Better Communications

  • We will do a better job of asking for input and letting folks know what is going on in the company. That includes announcing grant awards as we learn about them.
  • If you are in a meeting and need a decision, do not hesitate to call me so that we can expedite the decision.
  • You will have full access to me and may ask me directly if you have any questions.
  • There will be less e-mail and more face-to-face communication.
  • You will have one set of policies.
  • We will eliminate bureaucracy wherever possible.
  • Off-site staff will be included on building-wide e-mails to keep them in the loop.

Being More Charitable

  • Once a quarter, staff will be able to dedicate one day to charity work in teams. I would like to have volunteers to help design the program.

Our Culture

  • From everything I have heard from a variety of different sources and methods, my understanding is that these are the words that you would like to describe our values: Ethical, honest, winning, open, humble, strong communications, sharing information, preferably face-to-face, team-focused, customer-driven, accessible, freedom from micromanagement, life-long learning, helping others, charitable, proactive, efficient, effective, entrepreneurial, some structure with lots of freedom, caring about one another, ongoing feedback on performance, good work ethics, lots of opportunities and challenges, high-quality work that we can be proud of, high but realistic standards, different, sensitive, and above all, you want to know WHY decisions are made!

Conclusion

Don’t say that you will sit back and wait for my actions. You need to be an equal part of the solution and must help to create those outcomes. If you want action, then make it happen!

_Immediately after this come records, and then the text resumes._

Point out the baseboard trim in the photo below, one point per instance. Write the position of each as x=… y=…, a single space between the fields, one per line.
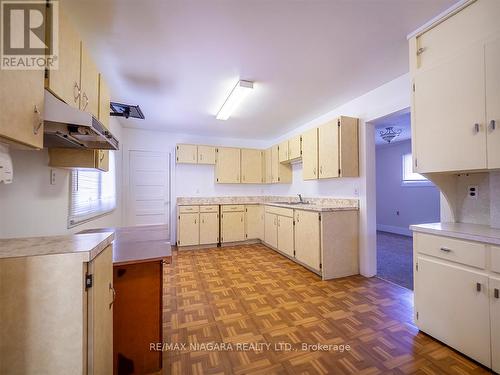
x=396 y=230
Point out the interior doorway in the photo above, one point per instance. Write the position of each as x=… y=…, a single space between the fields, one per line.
x=403 y=198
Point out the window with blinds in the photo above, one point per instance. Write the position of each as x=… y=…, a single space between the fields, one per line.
x=93 y=193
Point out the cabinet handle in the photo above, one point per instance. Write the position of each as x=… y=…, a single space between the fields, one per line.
x=39 y=123
x=76 y=91
x=114 y=295
x=86 y=101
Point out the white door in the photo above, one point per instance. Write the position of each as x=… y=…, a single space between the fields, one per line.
x=149 y=188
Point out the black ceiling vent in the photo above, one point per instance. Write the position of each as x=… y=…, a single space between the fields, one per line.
x=126 y=110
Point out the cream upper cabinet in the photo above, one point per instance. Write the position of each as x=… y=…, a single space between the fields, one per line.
x=268 y=166
x=233 y=226
x=89 y=99
x=283 y=152
x=295 y=147
x=104 y=102
x=227 y=165
x=492 y=65
x=206 y=154
x=64 y=82
x=310 y=154
x=209 y=228
x=188 y=229
x=186 y=154
x=251 y=166
x=285 y=234
x=338 y=148
x=254 y=222
x=453 y=306
x=21 y=116
x=270 y=229
x=495 y=322
x=308 y=238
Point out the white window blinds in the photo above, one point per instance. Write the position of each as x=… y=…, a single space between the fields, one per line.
x=93 y=193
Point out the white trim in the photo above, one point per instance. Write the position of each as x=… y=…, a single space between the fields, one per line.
x=455 y=8
x=396 y=230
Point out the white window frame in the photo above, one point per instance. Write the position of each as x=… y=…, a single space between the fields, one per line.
x=410 y=178
x=98 y=205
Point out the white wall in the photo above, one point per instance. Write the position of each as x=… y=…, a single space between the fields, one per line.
x=189 y=180
x=31 y=206
x=415 y=204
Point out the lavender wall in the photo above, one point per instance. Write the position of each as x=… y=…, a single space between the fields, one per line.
x=416 y=205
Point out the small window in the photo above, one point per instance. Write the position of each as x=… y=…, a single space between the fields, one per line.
x=409 y=177
x=93 y=193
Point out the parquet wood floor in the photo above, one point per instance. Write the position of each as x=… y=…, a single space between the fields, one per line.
x=251 y=294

My role is to get the train moving and then keep it going. Your job is to tell me where the train needs to go and then get on board! We need to create a company that is not dependent on any one person. It is important that we know where we are going and how to get there, and it is imperative that we set aside some time to plan (with everyone’s input). We need this planning to result in measurable objectives and target dates. The time for talk and making excuses is over. Now, let’s rock and roll!